A new study by Harvard T.H. Chan School of Public Health has predicted the alarming obesity projections for adults in the United States. According to the study outcomes about half of the adult population predicted to have obesity and about the quarter will be severely obese by 2030.
The study presumes the high prevalence rate in all states by 2030. It predicts that above half of the total population will half severe obesity and prevalence rate will become higher than 35% in all states. The researchers estimated that currently about 18% of the American adults are having severe obesity and almost 40% have obesity.
The study is published in the journal New England Journal of Medicine (NEJM).
These scary predictions are already troubling because the economic and health effects of obesity and severe obesity take a heavy toll on different aspects of society. One of the professors of Harvard Chan School and the senior author of this study Steven Gortmaker commented on this issue and said that obesity and specifically severe obesity are correlated with the highly increased rate of chronic diseases and medical cost and also having the negative sequelae for life expectancy.
Self-reported data of body mass index (BMI) of 6.2 million adults who took part in the Behavioral Risk Factor Surveillance System Survey (BRFSS) was used by the researchers for the study. The survey was carried out between 1993 and 2016.
Body Mass Index (BMI) is a measure of fat in the body based on weight and height applies to adults. Obesity is characterized as Body Mass Index (BMI) of 30 or higher than that whereas severe obesity is defined as a BMI of 35 or higher than 35.
The researchers used new statistical methods for the correction of the bias, as self-reported data are commonly biased. The large data collected in the Surveillance survey helped the researchers to access the obesity rates for specific subpopulations, states, and income levels.
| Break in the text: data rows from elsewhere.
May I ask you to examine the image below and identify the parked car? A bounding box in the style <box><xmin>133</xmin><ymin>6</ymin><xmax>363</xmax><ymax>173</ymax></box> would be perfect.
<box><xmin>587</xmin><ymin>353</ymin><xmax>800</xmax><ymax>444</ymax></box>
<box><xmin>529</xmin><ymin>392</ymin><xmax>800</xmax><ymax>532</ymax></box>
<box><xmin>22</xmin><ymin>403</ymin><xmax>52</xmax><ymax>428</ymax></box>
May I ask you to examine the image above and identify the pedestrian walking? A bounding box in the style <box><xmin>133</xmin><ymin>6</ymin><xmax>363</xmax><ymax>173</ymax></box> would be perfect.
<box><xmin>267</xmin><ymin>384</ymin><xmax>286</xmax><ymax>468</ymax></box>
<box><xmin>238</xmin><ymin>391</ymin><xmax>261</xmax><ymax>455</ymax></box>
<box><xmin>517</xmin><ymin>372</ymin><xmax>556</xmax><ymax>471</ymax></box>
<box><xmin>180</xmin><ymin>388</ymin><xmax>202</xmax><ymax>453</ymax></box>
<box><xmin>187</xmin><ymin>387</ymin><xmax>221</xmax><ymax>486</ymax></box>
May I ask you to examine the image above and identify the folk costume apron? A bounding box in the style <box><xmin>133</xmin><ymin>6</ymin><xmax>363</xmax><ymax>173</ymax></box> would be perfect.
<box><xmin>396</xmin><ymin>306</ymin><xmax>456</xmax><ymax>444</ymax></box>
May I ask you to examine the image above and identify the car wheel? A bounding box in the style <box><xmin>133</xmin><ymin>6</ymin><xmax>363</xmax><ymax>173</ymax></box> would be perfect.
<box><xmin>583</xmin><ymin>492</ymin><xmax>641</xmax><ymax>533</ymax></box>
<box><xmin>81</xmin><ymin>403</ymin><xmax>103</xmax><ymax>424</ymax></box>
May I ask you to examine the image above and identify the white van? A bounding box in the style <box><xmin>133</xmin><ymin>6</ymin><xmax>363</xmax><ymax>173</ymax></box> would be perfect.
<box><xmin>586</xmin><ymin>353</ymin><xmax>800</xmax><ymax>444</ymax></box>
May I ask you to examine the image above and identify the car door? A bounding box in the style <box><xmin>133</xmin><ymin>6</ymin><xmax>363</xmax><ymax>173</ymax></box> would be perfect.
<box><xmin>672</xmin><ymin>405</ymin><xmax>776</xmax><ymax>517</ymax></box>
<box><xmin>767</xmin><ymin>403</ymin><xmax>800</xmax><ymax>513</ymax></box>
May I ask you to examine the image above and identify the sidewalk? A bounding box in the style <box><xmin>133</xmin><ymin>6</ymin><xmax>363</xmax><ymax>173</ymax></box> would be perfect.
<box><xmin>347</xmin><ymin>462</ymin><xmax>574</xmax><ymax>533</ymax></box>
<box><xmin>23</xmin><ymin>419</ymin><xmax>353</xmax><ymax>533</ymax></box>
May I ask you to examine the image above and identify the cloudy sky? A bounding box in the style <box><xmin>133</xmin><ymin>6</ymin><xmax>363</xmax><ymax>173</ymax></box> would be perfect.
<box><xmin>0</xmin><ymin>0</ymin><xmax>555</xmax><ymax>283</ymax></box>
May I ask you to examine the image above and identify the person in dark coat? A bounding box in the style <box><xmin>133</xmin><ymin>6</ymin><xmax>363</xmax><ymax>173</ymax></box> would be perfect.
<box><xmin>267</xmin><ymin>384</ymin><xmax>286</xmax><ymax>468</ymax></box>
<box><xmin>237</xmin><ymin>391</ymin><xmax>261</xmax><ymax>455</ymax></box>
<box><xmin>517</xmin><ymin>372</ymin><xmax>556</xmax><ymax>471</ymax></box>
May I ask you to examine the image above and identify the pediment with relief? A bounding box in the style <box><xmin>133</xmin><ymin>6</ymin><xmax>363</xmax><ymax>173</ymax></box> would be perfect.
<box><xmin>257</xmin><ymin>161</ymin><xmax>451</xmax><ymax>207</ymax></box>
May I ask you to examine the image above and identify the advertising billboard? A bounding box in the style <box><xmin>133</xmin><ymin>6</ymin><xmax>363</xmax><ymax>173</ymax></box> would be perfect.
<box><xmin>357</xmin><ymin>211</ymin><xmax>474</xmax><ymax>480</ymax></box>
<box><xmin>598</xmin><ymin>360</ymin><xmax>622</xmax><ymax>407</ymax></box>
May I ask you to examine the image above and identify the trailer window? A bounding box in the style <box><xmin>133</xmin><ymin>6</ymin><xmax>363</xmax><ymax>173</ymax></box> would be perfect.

The study results showed the prediction that different states in America will almost 60% obesity prevalence whereas the lowest states will have nearly 40% obesity prevalence.
The researchers predicted the most common BMI categories nationally that BMI category for non-Hispanic black adults, women, and category of individuals with annual income less than $50,000 will be on the verge of severe obesity.
One of the analysts at Harvard Chan School’s Centre for Health Decision Science and the lead author Zachary Ward said that the high predicted severe obesity prevalence among adults with low-income has a serious indication for Medicaid costs in the future.
He said that the effect of weight-based discrimination could have wide-ranging implications for social and economic discrepancies as severe obesity is now the most common category of BMI among less-income adults in almost every state.
This study will help state policymakers as said by Wards and other authors. Wards said that sugary drinks taxes have been cost-effective and an effective intervention to lessen the obesity rates.